The building also served as a thoroughfare linking Collyer Quay to Raffles Place. The Straits Times wrote: "Passing into the new thoroughfare, one is immediately by the solidity and excellence of workmanship of the ground floor shops on each side. The plate glass show windows run almost to the ground giving every facility a comprehensive display of wares and though perhaps a little bit more light would have been acceptable, the utmost use has quite evidently been made of the available space, and a little electricity will do the rest."

The centre of the building featured a well leading up to a glass roof, providing "ample" air space. The Straits Times wrote that the ground floor "should prove one of the coolest spots in town." There were staircases on either end of the ground floor leading to the first floor and then the second, both of which featured a gallery with offices on either side, after which the staircases would have led to the roof. The galleries of the upper floors featured iron pillars and railings. There was also a lift on either end.

==History==
Completed in 1909, the building was designed by prominent local architect David McLeod Craik of the architectural firm Swan and Maclaren for the Alkaff family, who were major property owners at the time. Other properties owned by the family included the Grand Hotel de l'Europe and the Alkaff Gardens. Built for $146,000, it stood on land which was acquired by Guthrie & Co. It was the first indoor shopping centre in Singapore and "rose above the neighbouring godowns of Collyer Quay." The building was officially opened on 27 November 1909, with the Alkaff's hosting a tiffin, which was attended by a "large and representative company of local and professional businessmen", in celebration. However, as Syed Shaikh bin Abdul Rahman Alkaff, the Alkaff responsible for the building's construction, could not speak English, Charles Burton Buckley spoke on his behalf.

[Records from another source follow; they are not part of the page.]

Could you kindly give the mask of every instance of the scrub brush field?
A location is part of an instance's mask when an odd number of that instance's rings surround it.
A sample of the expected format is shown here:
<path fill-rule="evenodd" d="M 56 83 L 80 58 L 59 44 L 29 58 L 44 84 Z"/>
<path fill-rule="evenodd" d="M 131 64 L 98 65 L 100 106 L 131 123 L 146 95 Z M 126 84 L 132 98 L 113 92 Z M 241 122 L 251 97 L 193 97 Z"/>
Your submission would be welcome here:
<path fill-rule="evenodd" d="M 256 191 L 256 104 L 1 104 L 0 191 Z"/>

At its opening, The Straits Times called it a "handsome specimen of design and building" and "possibly the most unique" of the buildings which had been completed recently. The newspaper also praised the use of green in the interior, calling it "restful on the eyes" and a "distinct advance on the rather barren interiors of many other local buildings. The first two floors were occupied by the offices of The Peninsular and Oriental Steam Navigation Company, while the third storey was occupied by the offices of the Standard Oil Company. Piano manufacturers Moutrie & Co. occupied a ground-floor corner shop while Roneo Co. occupied an inner unit, also on the ground floor. The offices of accounting firm Evatt & Co. were located on the second storey.

The building's tenants later included salons and tea rooms. It was "one of Singapore's best-known landmarks which oversaw the waterfront for five generations" and was "still bustling with activity" in the 1970s. Tsang Sau Yin of The Business Times wrote in 1979 that the building "stood on a prime site" and that its name was "synonymous with shopping." However, in an article for BiblioAsia, published by the National Library Board, Yu-Mei Balasingamchow wrote that the building "seems to have made less of an impression as a shopping location" than Change Alley.

By the 1970s, the shops in the building mostly catered towards office workers in the area. Along with Change Alley, it was one of two walkways connecting Collyer Quay to Raffles Place. However, the building had already begun to "deteriorate" and it was deemed a fire hazard. Betty L. Khoo of the New Nation wrote in June 1972 that the "shafts of sunlight filtering through the skylight seemed to show up the sad and faded splendour and made clear the dirt stains on its walls." However, Khoo went on
to write: "It is an edifice which does the waterfront proud and if it disappears — the Arabic heritage may finally be submerged and totally absorbed into Singapore's corporate milieu." The Alkaff family had originally planned to redevelop the building into a modern office building, but eventually decided against that as there were already many office buildings being built in Singapore at the time. In 1973, it was sold to Singapura Developments for $12 million. By then, it was generating $18,000 a month through rent, which was "lower than expected". In 1978, the building was demolished to make way for The Arcade, a 20-storey office building completed in the early 1980s.